We have to take that with a big grain of salt, however, because Doug is smart. And his “luck” is the result of decades of experience Perhaps most telling of all is that Doug always insists that successful speculators are not just gamblers. A random chance is not a good speculation. A great speculation is one on which the odds are strongly stacked in your favor.
I was reminded of all this by a recent encounter with an investor who’d made a fortune on one stock, but was deeply underwater on the rest of his portfolio. Given the stocks mentioned, it seemed to me to be a case of the great misfortune of getting lucky early in the game. That turned this investor into a reckless gambler, not a disciplined speculator.
I’ve run into many investors like this over the years. They boast about their great skills, mistaking an outlier on the bell curve for pure genius. Then they quietly slink away when the bulk of the bell curve comes back to bury them in a landslide of bad “luck”.
The misfortune of beginner’s luck is obvious and easily mitigated with discipline—but the misfortune of great luck for experienced speculators is more insidious and can destroy fortunes.
The psychology is the same: we mistake good luck for brains.
What makes this more dangerous is that savvy speculators know we weren’t just throwing darts at a list of stocks. We’ve applied brains to our selections—so obviously our great success was due to our brains, right?
Of course not. It’s always a combination of brains and luck—but just how much of it is luck is painful to the ego.
Back in my Casey Research days, I recommended a company called Staccato Resources. The stock was a 10-bagger (1,000% gain) for me, based on a series of drill holes that delivered high-grade gold at the old Lookout Mountain gold mine in Nevada. But then connecting the dots turned out much harder than expected (or dreamed). The company put out a small and lower grade resource estimate than hoped, and the stock tanked. Those who followed the standard procedure of taking profits on the way up were fine, but those who didn’t, or who came to the story late in the game, lost a lot of money.

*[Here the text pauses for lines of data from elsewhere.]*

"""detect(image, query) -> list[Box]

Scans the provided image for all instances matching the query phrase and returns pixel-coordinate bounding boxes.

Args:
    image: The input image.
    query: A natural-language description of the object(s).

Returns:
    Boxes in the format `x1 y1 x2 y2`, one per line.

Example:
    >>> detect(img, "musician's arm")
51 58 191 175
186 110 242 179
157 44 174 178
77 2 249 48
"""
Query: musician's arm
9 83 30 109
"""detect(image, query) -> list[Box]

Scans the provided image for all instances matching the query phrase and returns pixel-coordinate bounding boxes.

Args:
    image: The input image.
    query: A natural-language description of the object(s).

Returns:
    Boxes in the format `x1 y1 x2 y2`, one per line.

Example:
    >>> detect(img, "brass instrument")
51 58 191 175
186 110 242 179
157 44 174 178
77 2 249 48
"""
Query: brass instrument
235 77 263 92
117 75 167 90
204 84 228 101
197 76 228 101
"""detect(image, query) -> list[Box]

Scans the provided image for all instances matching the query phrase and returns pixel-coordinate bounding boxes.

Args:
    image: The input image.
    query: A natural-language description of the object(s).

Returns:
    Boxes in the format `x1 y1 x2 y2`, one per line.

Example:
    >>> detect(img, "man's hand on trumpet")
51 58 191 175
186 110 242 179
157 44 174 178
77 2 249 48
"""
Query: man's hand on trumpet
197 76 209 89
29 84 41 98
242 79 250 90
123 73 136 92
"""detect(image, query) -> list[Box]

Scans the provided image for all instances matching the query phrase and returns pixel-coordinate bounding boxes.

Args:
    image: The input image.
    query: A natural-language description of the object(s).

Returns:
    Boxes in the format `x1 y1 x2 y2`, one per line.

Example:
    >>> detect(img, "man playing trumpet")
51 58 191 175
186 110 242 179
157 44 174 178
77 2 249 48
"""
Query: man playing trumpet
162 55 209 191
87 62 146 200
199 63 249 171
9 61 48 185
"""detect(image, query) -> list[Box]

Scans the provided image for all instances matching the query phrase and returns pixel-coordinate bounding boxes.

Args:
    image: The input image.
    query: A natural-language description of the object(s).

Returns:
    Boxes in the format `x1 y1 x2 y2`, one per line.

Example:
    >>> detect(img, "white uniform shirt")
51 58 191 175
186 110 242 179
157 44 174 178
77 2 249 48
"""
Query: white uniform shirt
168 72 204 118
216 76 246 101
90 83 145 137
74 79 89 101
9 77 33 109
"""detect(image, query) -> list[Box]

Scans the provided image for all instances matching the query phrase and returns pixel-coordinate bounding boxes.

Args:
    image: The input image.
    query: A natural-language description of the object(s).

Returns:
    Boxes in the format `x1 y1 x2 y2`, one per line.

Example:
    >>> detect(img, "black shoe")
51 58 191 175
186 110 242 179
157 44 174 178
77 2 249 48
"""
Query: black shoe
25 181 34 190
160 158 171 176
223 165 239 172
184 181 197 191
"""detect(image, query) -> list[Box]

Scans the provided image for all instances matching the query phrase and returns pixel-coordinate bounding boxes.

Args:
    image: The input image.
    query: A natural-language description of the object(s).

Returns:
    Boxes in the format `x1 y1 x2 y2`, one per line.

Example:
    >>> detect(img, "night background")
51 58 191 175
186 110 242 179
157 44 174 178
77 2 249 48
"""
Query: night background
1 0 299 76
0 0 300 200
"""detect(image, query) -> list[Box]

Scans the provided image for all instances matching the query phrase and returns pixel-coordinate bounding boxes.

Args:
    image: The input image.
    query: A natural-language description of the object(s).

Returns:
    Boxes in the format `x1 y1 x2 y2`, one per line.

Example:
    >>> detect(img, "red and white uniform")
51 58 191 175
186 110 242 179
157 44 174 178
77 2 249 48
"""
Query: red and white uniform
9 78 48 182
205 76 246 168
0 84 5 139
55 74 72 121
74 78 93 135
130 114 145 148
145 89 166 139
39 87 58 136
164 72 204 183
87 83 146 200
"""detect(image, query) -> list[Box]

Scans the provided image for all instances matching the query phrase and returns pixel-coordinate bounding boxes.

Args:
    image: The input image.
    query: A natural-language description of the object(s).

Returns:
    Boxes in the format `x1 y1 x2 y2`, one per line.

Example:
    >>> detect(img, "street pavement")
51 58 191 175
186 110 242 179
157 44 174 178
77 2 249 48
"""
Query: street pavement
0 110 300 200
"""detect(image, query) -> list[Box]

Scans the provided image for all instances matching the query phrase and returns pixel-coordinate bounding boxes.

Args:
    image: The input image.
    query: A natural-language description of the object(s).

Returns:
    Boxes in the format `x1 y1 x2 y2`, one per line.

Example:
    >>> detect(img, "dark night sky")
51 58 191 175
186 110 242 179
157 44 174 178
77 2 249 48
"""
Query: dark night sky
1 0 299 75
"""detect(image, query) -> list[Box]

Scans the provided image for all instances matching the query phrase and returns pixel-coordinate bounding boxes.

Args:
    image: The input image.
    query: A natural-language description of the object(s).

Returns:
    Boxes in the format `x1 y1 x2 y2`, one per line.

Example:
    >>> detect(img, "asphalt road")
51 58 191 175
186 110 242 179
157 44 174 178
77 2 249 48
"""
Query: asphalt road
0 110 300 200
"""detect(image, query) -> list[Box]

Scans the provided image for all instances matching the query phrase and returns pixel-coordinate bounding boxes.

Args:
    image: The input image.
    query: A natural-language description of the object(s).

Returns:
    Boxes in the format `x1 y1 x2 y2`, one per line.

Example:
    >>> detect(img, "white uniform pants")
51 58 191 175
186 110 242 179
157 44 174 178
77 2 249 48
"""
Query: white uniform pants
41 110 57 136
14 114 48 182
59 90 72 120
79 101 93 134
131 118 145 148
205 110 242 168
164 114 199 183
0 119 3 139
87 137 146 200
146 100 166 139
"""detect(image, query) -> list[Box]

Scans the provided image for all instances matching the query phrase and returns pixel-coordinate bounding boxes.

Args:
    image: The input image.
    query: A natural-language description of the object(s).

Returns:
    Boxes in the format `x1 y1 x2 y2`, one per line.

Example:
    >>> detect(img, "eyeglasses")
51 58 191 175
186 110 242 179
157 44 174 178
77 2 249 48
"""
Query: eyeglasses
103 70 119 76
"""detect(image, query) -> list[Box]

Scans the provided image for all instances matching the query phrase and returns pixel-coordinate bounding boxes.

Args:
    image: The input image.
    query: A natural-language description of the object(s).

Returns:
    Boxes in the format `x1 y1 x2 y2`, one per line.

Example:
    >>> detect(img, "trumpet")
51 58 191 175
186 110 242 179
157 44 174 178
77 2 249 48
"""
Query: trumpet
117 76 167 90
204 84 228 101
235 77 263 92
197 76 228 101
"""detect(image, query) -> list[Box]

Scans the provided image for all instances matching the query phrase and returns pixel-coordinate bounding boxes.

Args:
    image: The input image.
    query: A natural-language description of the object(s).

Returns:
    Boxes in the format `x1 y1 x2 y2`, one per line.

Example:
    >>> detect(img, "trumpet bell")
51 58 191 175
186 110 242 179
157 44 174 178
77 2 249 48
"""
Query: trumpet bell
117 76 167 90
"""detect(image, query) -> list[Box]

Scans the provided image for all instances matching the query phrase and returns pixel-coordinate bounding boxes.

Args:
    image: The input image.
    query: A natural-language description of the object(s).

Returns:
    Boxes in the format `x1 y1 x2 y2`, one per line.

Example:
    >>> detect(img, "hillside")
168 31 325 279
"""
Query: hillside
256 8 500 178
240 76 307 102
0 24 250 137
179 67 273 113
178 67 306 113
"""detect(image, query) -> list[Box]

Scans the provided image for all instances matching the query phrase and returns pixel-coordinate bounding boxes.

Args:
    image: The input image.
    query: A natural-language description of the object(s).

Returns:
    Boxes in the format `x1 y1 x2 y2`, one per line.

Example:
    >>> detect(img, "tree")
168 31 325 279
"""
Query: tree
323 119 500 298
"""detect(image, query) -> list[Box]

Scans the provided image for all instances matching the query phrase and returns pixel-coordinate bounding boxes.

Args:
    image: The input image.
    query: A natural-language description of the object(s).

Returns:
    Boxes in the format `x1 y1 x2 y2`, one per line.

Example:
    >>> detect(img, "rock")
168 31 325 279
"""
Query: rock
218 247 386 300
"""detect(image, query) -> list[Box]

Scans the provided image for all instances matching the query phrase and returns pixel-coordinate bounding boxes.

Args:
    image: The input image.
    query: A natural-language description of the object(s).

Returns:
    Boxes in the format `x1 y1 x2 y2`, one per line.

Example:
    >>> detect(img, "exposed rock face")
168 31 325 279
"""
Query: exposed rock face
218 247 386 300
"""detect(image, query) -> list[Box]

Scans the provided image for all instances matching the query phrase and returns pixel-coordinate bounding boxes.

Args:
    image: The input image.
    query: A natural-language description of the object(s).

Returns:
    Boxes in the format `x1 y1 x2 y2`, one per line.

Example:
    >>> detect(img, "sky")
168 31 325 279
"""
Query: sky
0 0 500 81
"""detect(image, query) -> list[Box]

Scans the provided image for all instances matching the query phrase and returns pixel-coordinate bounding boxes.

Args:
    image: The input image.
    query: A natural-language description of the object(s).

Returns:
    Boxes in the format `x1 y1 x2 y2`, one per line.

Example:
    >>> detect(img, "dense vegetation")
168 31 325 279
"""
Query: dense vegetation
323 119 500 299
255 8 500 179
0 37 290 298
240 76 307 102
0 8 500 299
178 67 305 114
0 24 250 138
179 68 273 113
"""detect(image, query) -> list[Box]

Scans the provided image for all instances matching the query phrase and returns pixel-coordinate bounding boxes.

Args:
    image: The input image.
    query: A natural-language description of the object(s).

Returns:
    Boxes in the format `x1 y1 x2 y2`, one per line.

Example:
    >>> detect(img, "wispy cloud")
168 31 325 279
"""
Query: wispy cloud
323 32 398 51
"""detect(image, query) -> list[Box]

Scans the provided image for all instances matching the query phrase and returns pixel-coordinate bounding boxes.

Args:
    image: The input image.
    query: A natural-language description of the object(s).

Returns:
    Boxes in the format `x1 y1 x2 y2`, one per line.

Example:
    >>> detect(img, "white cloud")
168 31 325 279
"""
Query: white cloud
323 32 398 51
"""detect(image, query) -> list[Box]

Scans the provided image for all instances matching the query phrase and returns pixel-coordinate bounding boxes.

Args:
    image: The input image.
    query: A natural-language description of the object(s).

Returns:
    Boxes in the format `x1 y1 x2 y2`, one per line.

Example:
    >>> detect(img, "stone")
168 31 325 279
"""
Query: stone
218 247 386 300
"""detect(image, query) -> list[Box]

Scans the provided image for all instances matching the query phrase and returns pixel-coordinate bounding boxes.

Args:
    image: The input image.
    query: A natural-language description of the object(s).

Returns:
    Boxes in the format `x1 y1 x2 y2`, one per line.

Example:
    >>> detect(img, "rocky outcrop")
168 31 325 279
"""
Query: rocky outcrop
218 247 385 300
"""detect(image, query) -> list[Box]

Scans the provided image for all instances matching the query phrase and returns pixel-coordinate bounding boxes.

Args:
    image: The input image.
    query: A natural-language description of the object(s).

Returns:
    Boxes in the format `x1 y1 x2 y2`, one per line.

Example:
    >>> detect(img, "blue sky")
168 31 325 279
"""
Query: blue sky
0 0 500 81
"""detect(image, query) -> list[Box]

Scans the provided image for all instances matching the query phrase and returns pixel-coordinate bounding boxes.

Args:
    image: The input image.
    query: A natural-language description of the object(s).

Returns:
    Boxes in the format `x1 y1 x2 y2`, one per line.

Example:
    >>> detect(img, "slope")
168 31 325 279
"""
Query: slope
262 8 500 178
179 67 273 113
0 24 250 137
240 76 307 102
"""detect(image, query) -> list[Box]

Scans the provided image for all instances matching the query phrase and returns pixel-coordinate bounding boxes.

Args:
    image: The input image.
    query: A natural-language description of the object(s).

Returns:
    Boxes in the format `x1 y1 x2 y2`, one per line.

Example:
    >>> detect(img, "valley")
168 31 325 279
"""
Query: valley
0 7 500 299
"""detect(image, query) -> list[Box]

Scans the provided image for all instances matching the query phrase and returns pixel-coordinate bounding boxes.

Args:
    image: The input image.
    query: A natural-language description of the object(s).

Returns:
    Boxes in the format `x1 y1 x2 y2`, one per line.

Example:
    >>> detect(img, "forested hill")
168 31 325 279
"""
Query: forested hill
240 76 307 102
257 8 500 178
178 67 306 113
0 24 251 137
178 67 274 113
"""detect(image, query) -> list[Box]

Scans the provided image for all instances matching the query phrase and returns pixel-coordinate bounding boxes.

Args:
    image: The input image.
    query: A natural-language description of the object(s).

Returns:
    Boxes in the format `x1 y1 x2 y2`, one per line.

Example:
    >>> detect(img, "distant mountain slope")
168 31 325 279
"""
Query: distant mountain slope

The speculation was a win for me, but not because I picked a great gold discovery—I just got lucky.
It gets even trickier…
A recent big win for me was SilverCrest (SIL.V). I originally picked the stock toward the end of my Casey days. The story management was pitching at the time was that they had a known, but misunderstood bonanza-grade silver vein called William Tell. This was parallel to the Las Chispas vein which had been the source of bonanza-grade production in the past, and is why the project is called Las Chispas. The hope was that William Tell would turn out to be another Las Chispas.
Well, SIL shares are almost a 10-bagger since then. And the company does have a real, large and growing, and very high-grade silver discovery at Las Chispas. But this success has little to do with the William Tell vein. By far most of the silver is in the Area 51 zone of the nearby Babicanora vein. (For more on SilverCrest, please see my recent interview with CEO Eric Fier.)
In this case, brains did contribute. My examination of early drill data made it seem highly probable to me that initial drill results would confirm the William Tell theory. I was right about that, and the stock doubled not long after. And Eric did also say that the bulk of past production had come from the Babicanora vein, which was thicker and more consistent, if a bit lower grade. So the success there today isn’t totally out of the blue.
But none of us knew that Area 51 was there; we just hoped SilverCrest would find something like it—and we got lucky.
Now, this “luck” was achieved by stacking the odds in our favor. Eric and his team had done much the same before, working in similar geology in the same country. I see my SilverCrest win as a good example of disciplined speculation, not a lucky gamble.
The point, however, is that luck still played an important role in this success. I am, after all, a speculator. But if I’m not watchful, mistaking that luck for brains could make me reckless.
Sadly, I have to admit that I’ve made that mistake. It resulted in the two biggest wipeouts of my career.
I’ve learned a lot from these mistakes—and, alas, many more—but the number one lesson is my motto: discipline pays.